Pensando ciò, presi il mio numero, mi andai a sedere su una poltroncina e facendo un po' di stretching, aspettai il mio turno.

Avevo un sorriso stampato in faccia da quando ero uscito di casa. Mi sentivo leggero e felice. Nessuna ansia, nessuna paura per la scuola. Stavo semplicemente bene e Dio quanto amano questa sensazione di freschezza e libertà.

Ero venuto direttamente qui, perché dovevo cambiare l'orario in cui andavo e soprattutto i giorni, in modo da poter venire tutte le mattine della settimana, escludendo la domenica.
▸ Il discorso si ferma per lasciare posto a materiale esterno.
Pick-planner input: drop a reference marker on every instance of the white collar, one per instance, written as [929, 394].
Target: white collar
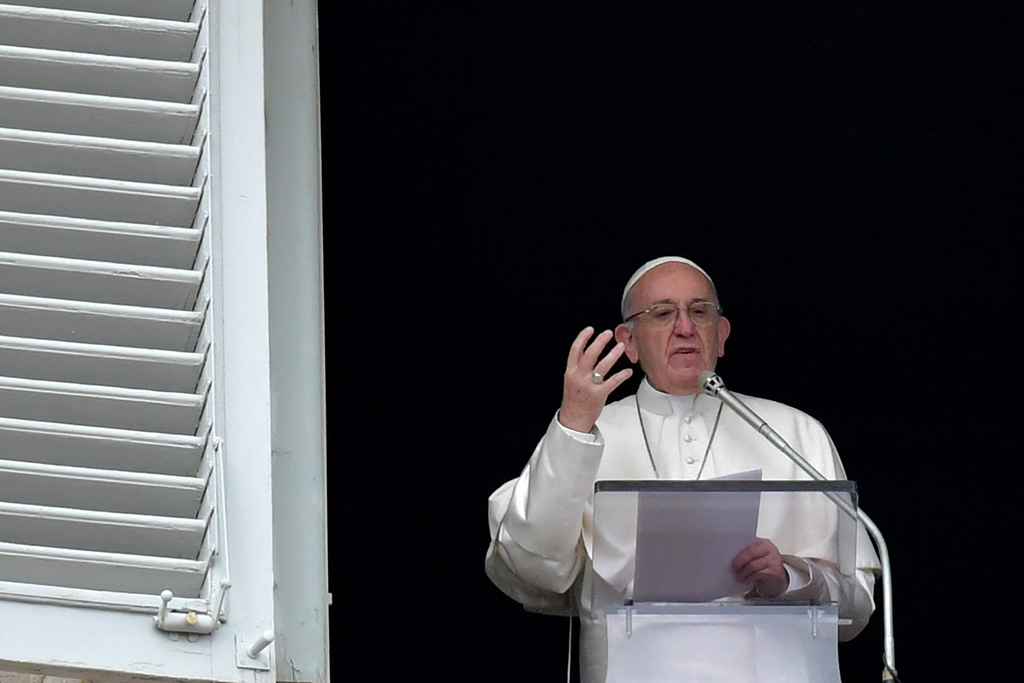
[666, 404]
Ma speravo che ci fosse la possibilità di fare qualche abbonamento, in modo da non dover pagare ogni settimana.

Non notando nessuno, dopo che l'ultimo signore allo sportello se ne andò, feci per andarci io, ma una voce che avevo sentito il giorno prima e che speravo di non sentir più, mi bloccò. Anzi, mi pietrificai sul posto.

«Ragazzino, c'ero prima io» lo potei sentire mentre sorrideva malefico.
Mi girai di poco, ma il giusto per poterlo vedere e confermare la mia ipotesi e nonostante speravo di sbagliarmi, sentì l'ansia impossessarsi del mio corpo appena lo vidi.

Era di nuovo lui. Era di nuovo lui, dannazione!

Magari, però, era tutto casuale e non ero il prossimo, giusto? Solitamente le loro vittime non arrivano alla sera, figuriamoci il giorno dopo.
E poi, dopotutto, ancora non avevano trovato il corpo di nessuno, perciò erano apposto al momento.

Si, lo so. È un pensiero orrendo e da persone egoiste, ma mettetevi nei miei panni. Loro erano le uniche persone che facevano paura a tutti, me compreso.

«Ehm...» volevo controbattere, anche se probabilmente me ne sarei pentito subito all'istante «In realtà no? Sono qui da almeno un'ora e lei è arrivato adesso» gli mostrai il mio numero che era il 57. Non so il perché, ma ad un tratto me ne fregai altamente di chi fosse.

In fondo non sa niente di me, quindi è impossibile che accada qualcosa.

«Tu dici?» Fece una risatina avanzando verso di me
«Ragazzo, si c'era prima lui» si mise in mezzo la ragazza dietro il bancone che mi guardava con fare pietoso «Aspetta il tuo turno, tanto passate tutti a prescindere dal numero» aggiunse facendo un sorriso nervoso.

Io non dissi nulla. Mi limitai a farlo passare prima di me, annuendo.
Ero sicuro che anche stavolta l'avesse fatto apposta. Lui non aveva preso il numero ed era appena arrivato, altrimenti l'avrei visto e sarei andato via subito.

Non so il perché, ma appena sentì che era veramente Kevin Lee, tutta la mia sfacciataggine morì e milioni di paranoie presero il sopravvento.

E se ora mi sono condannato da solo? Magari non aveva intenzione di fare nulla con me, ma adesso? E se per colpa di questo piccolo e insignificante affronto, decidesse di rapirmi? Non riesco a sopportare un pensiero, figuriamoci se diventa realtà.

«Ragazzino» si avvicinò anche fin troppo a me. Essendo seduto, quella troppa vicinanza mi metteva a disagio.

Non ero gay, capitemi. Anche se probabilmente non è una scusa.

«Che c'è? Arrossisci per la mia vicinanza?» cercò di toccarmi i capelli, ma io mi spostai in tempo. Sentì la rabbia ribollirmi nelle vene e nuovamente, tutta quell'ansia e quel timore che avevo, sparì.

Mi alzai, facendolo indietreggiare di qualche passo per lo stupore della mia reazione. Probabilmente è abituato ad avere sempre il potere, ma con me non avrebbe vinto.

Io non mi sarei sottomesso a loro. Io mi sarei ribellato fino alla fine. A costo di consumarmi.

«Non ti avvicinare a me» dandogli una spallata, andai al bancone e non mi girai. Non volevo dargli la soddisfazione che mi fossi girato ed oltre ciò, non lo volevo un secondo di più nel mio campo visivo.